The gain simultaneously cuts carbon, raises productivity and reduces costs.
Power grids and buildout
One of the most practical applications discussed was the use of AI sensors to unlock transmission line capacity without new infrastructure. Graham described a customer deploying dynamic line rating, with AI-driven sensors on transmission lines that can unlock around 30% more capacity on existing lines.
“Without building out more, we can get more capacity on the grid, which in turn allows us to bring in more renewables,” she said.
Line ratings have historically been based on predicted rather than actual weather conditions. Real-time data frequently shows lines can safely carry far more power than static ratings suggest. With “not in my back yard” (NIMBY) opposition blocking new transmission projects across Europe and the US, extracting more from existing infrastructure has become urgent.
She also pointed to Ireland as an early regulatory test case. Data centers there consume 22% of the country’s electricity. A new mandate requires new facilities to source 80% of their annual energy from new clean energy projects.
“Microsoft is unveiling its data centers there. It’s one that other energy-constrained countries such as the Netherlands and the US are closely watching,” she said.
Adams said the scale of the global infrastructure challenge is difficult to overstate.
“Only in the last two years has anyone even known what a data center is. I spent the first 23 years explaining to people that the data center was a hotel for computers. Now it’s on the tip of everybody’s tongue, and I’ve seen more change in the last two or three years than in the previous 20-plus years,” he said.
A McKinsey report he cited estimated between three and seven trillion dollars of new investment will be needed just to meet data center demand through 2030. Bridging solutions involving natural gas turbines are being deployed as a temporary fix while grid capacity catches up.
He pushed back against media distortion of the sector’s energy footprint.
“AI is a tremendous technology when applied responsibly, and the key is responsibly.
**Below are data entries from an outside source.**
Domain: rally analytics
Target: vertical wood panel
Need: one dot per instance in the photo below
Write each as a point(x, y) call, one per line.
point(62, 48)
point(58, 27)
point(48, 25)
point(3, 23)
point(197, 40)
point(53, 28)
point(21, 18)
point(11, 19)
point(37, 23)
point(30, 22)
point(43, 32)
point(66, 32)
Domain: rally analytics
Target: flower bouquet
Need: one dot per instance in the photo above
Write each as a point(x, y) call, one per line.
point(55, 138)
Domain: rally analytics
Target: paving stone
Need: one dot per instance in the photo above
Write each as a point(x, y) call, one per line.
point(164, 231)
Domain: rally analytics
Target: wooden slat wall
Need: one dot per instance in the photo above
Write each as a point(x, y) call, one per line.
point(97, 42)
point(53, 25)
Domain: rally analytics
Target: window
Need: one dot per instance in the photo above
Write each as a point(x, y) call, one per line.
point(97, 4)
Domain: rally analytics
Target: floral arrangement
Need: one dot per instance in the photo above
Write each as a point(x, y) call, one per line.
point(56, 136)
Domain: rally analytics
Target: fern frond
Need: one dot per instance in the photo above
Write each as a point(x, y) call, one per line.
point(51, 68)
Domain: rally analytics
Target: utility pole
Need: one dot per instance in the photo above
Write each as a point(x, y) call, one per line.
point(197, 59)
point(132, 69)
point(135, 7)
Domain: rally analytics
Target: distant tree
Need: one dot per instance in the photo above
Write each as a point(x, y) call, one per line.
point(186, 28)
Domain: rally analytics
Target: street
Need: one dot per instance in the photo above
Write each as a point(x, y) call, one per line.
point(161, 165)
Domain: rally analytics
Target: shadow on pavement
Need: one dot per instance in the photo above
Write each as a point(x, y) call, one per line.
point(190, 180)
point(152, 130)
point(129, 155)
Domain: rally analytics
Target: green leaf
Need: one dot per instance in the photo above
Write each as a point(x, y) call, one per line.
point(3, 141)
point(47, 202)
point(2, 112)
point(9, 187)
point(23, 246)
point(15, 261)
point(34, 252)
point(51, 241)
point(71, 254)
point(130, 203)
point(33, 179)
Data centers account for about 1.5% of the power globally. They don’t use a third of the power like the media sometimes makes you believe,” he said.
Espada said the question has moved rapidly up the boardroom agenda.
“This is a question now on boards. CEOs are asking not why I’m going to use AI, but how I’m going to use it. What is the environmental impact? It’s not only energy. It’s water, materials, resources, and sometimes the community impact,” she said.
She drew a parallel with renewable energy projects that once faced community resistance in rural areas, and said data centers are now encountering the same dynamic.
Electrification of industrial processes is emerging as a key resilience strategy for companies seeking to reduce gas dependency. Espada cited Roca, a Spanish ceramics manufacturer, as a case study in full industrial electrification.
“We support a Spanish company called Roca, which makes ceramics, and we have electrified all their process. It’s an interesting case, and we are starting to see many more cases like that. It’s not only because of a sustainability driver. It’s also not to depend so much on gas,” she said.
Energy-intensive European companies have grown acutely sensitive to gas price volatility since the disruption of Russian supplies, and EU subsidies now support electrification investments. Espada said energy security and risk diversification are now the primary drivers of boardroom energy conversations, making it easier to win the case for efficiency investments at the CFO level.